Psaki also clarified that “just given some of the reporting, energy payments are not sanctioned; that’s a decision made by each individual country”.
She gave the clarifications while answering a reporter’s question that if “as part of this new effort to ramp up sanctions, is the administration going to be ramping up pressure on China and India to abide by existing sanctions?”
In contrast to India, Germany imports about 55 per cent of its enormous gas requirement from Russia in addition to buying coal from it but it has escaped criticism or the snide questions that have dogged India.
The other countries in the European Union that import Russian energy have also been free of criticism or demands to immediately cease imports.
Given India’s pivotal role in the Biden administration’s Indo-Pacific strategy and its attempts to curtail China’s influence, Washington has generally been supportive of New Delhi despite its neutrality on the Russian invasion of Ukraine and its purchases from Moscow.

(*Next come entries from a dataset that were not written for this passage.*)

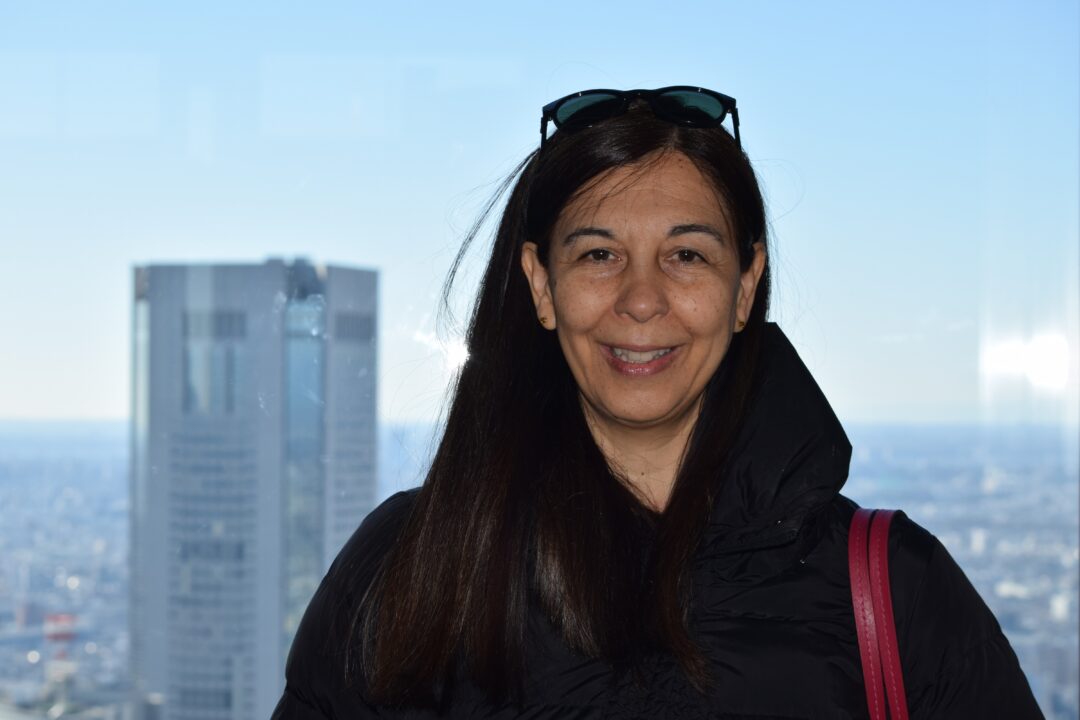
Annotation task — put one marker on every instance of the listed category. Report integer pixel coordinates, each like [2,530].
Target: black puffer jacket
[771,602]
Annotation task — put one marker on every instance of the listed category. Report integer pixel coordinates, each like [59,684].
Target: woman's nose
[642,295]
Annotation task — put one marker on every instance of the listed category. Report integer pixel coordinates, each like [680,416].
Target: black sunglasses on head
[683,105]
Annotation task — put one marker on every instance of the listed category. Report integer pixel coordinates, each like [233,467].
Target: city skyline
[253,440]
[919,164]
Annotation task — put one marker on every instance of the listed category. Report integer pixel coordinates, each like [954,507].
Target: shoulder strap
[872,599]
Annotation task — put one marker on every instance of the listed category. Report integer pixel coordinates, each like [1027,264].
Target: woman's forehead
[667,182]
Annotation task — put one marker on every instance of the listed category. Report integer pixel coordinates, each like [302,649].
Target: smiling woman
[649,294]
[634,511]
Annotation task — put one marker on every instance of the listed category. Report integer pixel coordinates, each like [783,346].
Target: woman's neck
[647,458]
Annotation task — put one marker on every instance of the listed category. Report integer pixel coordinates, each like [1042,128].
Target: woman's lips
[636,369]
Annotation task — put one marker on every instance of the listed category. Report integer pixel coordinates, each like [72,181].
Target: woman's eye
[598,255]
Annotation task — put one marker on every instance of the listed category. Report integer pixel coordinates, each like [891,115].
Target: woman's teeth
[632,356]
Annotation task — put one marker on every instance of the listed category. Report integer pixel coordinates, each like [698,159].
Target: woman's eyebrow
[581,232]
[696,227]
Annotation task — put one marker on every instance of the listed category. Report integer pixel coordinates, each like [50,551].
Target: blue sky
[920,162]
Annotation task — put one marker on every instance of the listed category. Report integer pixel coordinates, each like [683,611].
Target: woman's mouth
[638,362]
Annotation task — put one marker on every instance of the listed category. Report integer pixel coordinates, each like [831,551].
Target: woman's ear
[747,283]
[536,275]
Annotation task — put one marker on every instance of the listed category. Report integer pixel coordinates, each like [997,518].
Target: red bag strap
[872,599]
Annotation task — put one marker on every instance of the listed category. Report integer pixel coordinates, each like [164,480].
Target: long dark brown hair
[520,510]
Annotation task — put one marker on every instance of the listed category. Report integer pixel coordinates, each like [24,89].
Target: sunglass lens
[588,109]
[690,107]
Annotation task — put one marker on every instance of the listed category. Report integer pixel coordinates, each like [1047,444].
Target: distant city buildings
[253,459]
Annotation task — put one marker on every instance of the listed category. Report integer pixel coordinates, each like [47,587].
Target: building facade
[253,460]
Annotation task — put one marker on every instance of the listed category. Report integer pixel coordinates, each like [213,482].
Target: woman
[634,511]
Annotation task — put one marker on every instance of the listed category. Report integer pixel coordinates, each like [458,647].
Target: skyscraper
[253,460]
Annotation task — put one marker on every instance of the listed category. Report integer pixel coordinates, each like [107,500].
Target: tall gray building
[253,460]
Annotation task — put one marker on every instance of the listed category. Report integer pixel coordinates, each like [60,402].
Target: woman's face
[643,287]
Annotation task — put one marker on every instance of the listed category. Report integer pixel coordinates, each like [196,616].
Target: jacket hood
[791,458]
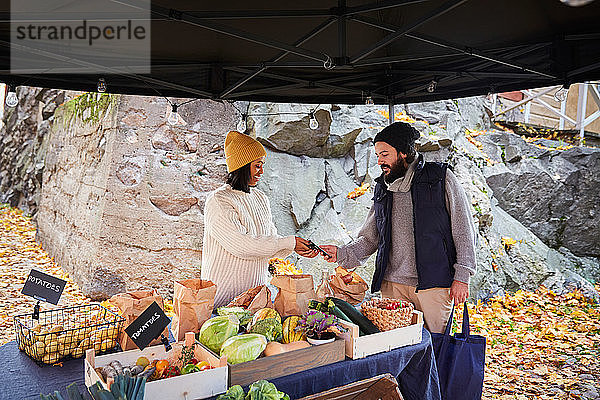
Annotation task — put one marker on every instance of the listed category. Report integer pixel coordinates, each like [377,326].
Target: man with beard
[421,227]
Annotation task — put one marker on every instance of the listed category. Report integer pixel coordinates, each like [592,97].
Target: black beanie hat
[400,136]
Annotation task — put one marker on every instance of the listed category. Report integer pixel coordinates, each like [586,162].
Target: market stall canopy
[342,51]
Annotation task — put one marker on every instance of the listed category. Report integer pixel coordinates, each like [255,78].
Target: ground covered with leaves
[540,345]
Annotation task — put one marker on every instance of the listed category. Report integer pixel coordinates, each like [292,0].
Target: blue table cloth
[413,366]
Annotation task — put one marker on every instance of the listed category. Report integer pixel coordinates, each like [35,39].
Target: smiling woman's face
[256,171]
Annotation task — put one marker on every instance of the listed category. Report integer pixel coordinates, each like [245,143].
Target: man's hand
[332,250]
[303,249]
[459,292]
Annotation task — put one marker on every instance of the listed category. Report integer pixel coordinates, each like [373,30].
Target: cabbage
[217,330]
[242,348]
[243,315]
[270,328]
[265,390]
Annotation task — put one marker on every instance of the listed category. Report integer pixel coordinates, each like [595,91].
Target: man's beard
[397,170]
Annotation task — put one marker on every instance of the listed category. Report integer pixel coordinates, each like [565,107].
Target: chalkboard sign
[43,287]
[148,326]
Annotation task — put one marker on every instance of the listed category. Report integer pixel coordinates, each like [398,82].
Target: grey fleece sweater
[402,266]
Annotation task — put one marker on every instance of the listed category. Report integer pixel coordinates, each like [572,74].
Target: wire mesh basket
[66,333]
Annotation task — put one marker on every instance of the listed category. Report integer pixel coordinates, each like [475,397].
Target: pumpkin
[264,313]
[289,334]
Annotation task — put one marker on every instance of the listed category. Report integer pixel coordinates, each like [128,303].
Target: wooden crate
[362,346]
[198,385]
[383,387]
[286,363]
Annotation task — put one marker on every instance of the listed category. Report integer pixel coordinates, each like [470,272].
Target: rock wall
[22,145]
[123,192]
[315,206]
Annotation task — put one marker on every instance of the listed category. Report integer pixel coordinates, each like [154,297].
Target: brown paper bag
[253,299]
[193,301]
[324,289]
[132,305]
[354,291]
[295,291]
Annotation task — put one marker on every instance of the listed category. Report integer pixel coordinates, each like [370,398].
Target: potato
[66,349]
[38,348]
[51,358]
[107,345]
[86,344]
[55,328]
[77,352]
[52,347]
[80,334]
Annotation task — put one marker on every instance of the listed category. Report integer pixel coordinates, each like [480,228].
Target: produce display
[366,326]
[278,266]
[68,333]
[289,332]
[243,315]
[260,390]
[215,331]
[388,314]
[264,314]
[270,328]
[155,369]
[242,348]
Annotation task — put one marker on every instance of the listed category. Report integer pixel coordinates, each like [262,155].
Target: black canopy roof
[343,51]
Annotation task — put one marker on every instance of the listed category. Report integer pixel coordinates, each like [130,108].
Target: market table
[413,366]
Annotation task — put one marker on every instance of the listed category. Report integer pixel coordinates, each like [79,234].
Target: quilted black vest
[435,252]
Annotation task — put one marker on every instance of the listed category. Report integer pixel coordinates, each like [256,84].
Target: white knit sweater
[239,240]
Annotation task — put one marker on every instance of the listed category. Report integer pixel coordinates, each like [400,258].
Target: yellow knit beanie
[241,149]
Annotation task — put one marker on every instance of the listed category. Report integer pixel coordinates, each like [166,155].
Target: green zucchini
[356,316]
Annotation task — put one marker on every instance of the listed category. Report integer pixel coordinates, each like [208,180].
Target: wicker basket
[385,319]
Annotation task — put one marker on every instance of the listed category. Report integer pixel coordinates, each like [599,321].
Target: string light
[432,86]
[174,118]
[101,85]
[313,123]
[11,98]
[243,124]
[561,94]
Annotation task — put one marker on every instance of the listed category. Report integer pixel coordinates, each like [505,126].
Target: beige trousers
[435,303]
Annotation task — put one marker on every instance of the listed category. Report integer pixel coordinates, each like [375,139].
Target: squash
[264,313]
[274,348]
[289,334]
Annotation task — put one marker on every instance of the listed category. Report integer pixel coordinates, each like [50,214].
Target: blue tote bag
[460,361]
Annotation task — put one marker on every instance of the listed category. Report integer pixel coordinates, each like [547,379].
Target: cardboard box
[197,385]
[362,346]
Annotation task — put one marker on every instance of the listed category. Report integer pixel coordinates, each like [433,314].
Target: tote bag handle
[466,329]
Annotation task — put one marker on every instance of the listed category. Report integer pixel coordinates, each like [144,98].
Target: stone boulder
[121,205]
[554,193]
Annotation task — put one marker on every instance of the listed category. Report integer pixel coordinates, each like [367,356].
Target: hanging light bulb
[561,94]
[101,85]
[11,98]
[174,118]
[313,123]
[243,124]
[432,86]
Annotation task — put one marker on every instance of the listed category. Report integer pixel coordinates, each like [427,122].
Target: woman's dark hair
[240,179]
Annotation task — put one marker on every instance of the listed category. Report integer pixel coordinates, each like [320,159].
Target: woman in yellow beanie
[239,234]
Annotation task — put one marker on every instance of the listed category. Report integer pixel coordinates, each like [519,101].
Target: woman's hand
[331,250]
[303,249]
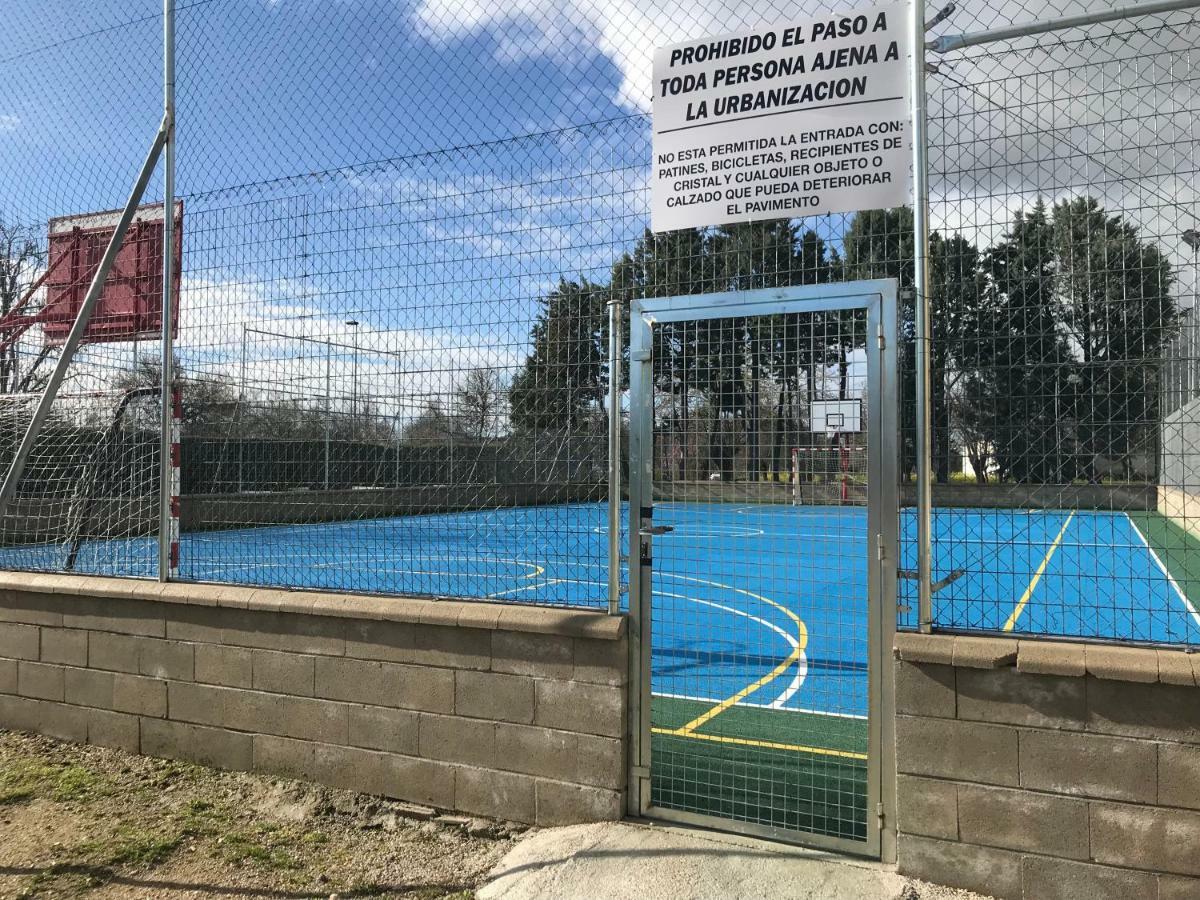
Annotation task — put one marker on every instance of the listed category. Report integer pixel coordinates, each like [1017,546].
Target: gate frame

“We also we’ve been very clear that each country is going to make their own choices, even as we have made the decision and other countries have made the decision to ban energy imports,” Psaki added.
In another indication of this policy, Pentagon spokesman John Kirby deflected questions about sanctions on India for buying the Russian S-400 Triumf missile defense system drawing attention instead to New Delhi’s defense purchase diversification.
“We remain encouraged by India’s continued diversification of their defense equipment over just the past decade,” he said at a Pentagon briefing on Apr.4.
Psaki said that US Deputy National Security Adviser Daleep Singh had offered to help India reduce the minuscule amount of its oil needs that it imports from Russia.
In his talks with Indian officials last week in New Delhi, Singh “made clear that we’d be happy to be a partner in reducing their reliance or even their small percentage of reliance on that”, she said.
But he also told Indian officials that it was not in their country’s interests to increase imports from Russia, she said.
“While he explained both the mechanisms of our sanctions and reiterated that any country or entity should be abiding by those, we also made clear that we’d be happy to be a partner in reducing their reliance or even their small percentage of ï¿½ of reliance on that,” Psaki added.
At the Pentagon briefing, Kirby was asked if the Biden administration would issue sanctions against India if it operationalizes the S-400 system, which began arriving in India in Nov.
“I don’t have anything on the sanctions to talk to you. We’ve been very clear with our Indian partners about our concerns over this purchase and encouraging them, as we encourage many others, not to purchase Russian equipment.”
Noting New Delhi’s diversification of defense purchases, he added: “We’ll continue to have that conversation with the Indians.”
Asked if the S-400 would be incompatible with India being in the Quad, Kirby said: “I think we’ve made it very clear to India, our concerned about this particular purchase. We’ve been very clear about that.”
The Quad is the four-nation group of India, the US, Japan and Australia that try to coordinate their strategies to ensure a free Indo-Pacific region where China has stepped up its aggressive posture.
When a reporter tried to draw a parallel with Turkey, a NATO member that was being sanctioned for buying the S-400 system, Kirby said: “And we expressed the same concerns to them and that’s why we had to make a decision on the F-35 (advanced fighter jets).
“Because we believe that that capability, that air defense capability was fundamentally incompatible with them also having F-35s. And we were very clear with our Turkish allies as well.”